私たちのお仕事では、プロフィール写真でお仕事が決まることもあれば、面接…いわゆるオーディションを受けて判断していただくこともあります。オーディションがあるということは、先に書類選考がなされ、それに受かれば面接へと進むということです。
選考では大概必要とされるのは、たった1人。2番手じゃダメなんです。オーディションを開いた側から終了後に「最後の2人まで残っていました」と聞かされることがありますが、嬉しさ20%肩落ち度80%といった心持です。“お仕事が決まらなかった”という事実は事務所にも申し訳なく、なんの称号も与えられない2番手では、やはり意味がない。
ですから、競馬の世界に入ってからよく耳にする「勝たなければ意味がない」という言葉に共感します。共感はするけれども、競馬において、それはすべてに言えることではないとも思います。
たとえば未勝利戦。これは、その世代に限りのあるレースですから、最後の出走機会で勝つのと2着とは、天国と地獄ほどの差があると思います。そこまでに、どのようなドラマがあろうと現実は容赦なく進む道をはばみます。

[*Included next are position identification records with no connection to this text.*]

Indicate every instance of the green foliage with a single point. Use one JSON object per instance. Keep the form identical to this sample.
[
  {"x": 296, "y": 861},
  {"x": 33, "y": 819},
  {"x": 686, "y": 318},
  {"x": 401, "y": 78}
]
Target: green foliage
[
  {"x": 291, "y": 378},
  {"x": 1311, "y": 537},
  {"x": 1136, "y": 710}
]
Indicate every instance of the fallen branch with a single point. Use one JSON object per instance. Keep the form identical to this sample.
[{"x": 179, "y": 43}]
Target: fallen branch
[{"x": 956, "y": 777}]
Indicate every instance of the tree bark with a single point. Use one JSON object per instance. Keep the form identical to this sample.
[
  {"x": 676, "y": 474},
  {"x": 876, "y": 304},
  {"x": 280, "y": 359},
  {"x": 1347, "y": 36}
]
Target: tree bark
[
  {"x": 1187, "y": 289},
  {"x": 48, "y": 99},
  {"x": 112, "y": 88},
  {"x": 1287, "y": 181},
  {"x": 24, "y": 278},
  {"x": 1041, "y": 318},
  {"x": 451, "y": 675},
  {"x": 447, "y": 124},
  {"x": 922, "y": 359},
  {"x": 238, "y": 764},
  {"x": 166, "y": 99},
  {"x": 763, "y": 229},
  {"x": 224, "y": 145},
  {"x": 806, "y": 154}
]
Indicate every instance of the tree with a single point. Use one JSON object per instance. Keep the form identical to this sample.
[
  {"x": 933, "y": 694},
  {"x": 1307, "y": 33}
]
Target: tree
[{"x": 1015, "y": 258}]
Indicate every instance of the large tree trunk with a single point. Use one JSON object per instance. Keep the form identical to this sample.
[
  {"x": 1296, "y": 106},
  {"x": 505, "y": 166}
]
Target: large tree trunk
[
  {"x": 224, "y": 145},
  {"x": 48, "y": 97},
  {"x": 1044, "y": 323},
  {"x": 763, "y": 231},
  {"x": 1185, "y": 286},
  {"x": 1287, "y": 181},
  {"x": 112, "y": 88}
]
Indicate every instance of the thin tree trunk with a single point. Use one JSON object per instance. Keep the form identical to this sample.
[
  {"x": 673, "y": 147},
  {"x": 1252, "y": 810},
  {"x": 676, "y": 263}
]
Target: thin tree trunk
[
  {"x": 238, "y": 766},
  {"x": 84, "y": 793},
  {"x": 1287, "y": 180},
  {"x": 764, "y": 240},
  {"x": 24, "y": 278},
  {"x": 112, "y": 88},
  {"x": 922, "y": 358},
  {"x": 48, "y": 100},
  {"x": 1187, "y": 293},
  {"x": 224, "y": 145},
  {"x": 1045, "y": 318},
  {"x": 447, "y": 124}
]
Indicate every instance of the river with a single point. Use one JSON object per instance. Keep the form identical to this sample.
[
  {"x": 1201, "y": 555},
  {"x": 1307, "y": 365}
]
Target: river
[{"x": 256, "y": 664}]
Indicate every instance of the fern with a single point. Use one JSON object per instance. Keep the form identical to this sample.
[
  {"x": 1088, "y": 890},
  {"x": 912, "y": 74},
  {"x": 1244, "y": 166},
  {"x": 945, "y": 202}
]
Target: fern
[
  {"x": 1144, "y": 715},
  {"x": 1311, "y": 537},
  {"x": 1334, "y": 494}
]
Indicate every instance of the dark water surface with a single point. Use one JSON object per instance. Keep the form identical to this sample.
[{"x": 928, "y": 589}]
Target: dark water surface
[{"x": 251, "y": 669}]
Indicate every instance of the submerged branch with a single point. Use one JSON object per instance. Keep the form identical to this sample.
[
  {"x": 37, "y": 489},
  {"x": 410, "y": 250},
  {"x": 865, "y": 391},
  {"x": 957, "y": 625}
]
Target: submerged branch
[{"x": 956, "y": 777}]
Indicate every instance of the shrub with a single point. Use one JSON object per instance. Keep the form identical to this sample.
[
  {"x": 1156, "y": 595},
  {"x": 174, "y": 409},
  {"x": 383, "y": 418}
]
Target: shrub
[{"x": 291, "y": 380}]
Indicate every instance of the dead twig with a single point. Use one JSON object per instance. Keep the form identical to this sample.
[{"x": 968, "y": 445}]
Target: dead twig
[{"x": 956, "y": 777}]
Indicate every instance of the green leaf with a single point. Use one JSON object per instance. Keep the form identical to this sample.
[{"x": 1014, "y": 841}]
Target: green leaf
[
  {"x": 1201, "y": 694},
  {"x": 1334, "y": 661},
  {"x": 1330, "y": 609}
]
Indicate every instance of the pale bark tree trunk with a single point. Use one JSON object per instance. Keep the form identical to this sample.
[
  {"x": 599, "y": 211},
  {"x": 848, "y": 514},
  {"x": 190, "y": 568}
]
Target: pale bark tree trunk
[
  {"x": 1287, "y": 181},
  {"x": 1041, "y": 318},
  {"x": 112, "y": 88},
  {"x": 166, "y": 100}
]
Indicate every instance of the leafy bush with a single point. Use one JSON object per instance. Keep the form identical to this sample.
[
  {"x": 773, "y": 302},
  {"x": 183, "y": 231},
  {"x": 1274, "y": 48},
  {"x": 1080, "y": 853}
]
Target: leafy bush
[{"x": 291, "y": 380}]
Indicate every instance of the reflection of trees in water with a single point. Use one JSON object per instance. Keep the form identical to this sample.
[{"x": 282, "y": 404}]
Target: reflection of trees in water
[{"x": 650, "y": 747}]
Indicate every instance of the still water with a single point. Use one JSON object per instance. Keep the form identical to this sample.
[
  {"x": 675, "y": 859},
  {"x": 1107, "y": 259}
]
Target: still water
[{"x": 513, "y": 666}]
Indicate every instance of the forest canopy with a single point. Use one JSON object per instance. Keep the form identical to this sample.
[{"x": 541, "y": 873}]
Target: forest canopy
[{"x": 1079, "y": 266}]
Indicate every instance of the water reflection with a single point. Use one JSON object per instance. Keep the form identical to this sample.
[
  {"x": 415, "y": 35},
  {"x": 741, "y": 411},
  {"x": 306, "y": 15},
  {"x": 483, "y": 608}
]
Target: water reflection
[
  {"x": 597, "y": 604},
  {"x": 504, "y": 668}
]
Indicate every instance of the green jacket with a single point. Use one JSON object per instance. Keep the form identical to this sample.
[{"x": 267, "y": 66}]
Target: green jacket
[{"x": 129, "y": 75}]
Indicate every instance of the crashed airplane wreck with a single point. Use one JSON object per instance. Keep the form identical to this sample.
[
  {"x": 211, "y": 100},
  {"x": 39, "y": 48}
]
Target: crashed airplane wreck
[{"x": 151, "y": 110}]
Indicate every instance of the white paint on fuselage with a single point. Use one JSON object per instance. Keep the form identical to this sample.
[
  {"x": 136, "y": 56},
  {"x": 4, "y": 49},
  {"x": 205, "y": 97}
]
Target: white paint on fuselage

ですが、7日深夜(日本時間)にフランスで行われた凱旋門賞においてのオルフェーヴルの2着は…。これまでの、日本馬の凱旋門賞最高着順は2着。2着が2回あります。私はその内一度をテレビ観戦していますが、それは“悔しい…だけど嬉しい2着”でした。
オルフェーヴルの2着で、日本馬の戦績は2着3回となったわけですが、今回の2着はこれまでと決定的な差があったと思います。
まず、人気を背負う立場で世界から見つめられたこと。強豪ライバルの回避はありましたが、それでも安心は出来ないメンバーのなか、大外枠からのスタートでした。
「勝った!」と思えた大外からの強襲と広がるリード。内にモタレていくもどかしい時間。ゴールまであと50mもなく、勝利を祈ったその時、刹那。ズン、と胸を撃ち抜かれたような結果が目の前に広がりました。ソレミア(牝4)に差されました。
勝てなかった喪失感はもちろんありますが、“能力的に勝てるポジションにいたが、2着だった”ということ内容は、今の日本競馬のレベルの高さを証明出来たと思います。
世界最高峰とも言える凱旋門賞で、日本馬が人気を背負って出走することが当たり前になってほしい。オルフェーヴル陣営は来年の挑戦にも意欲を沸かせているとのこと。どうか無事で、また来年私たちに夢を見せてほしいなと思います。
今週は秋華賞。やはり、ジェンティルドンナの三冠達成に期待が集まりますね。体調に陰りがない限り、同世代に敵は無しの実力にあると思います。馬券はこの馬を軸にアイムユアーズ、ヴィルシーナ、ラスヴェンチュラスに流す3連単で勝負します!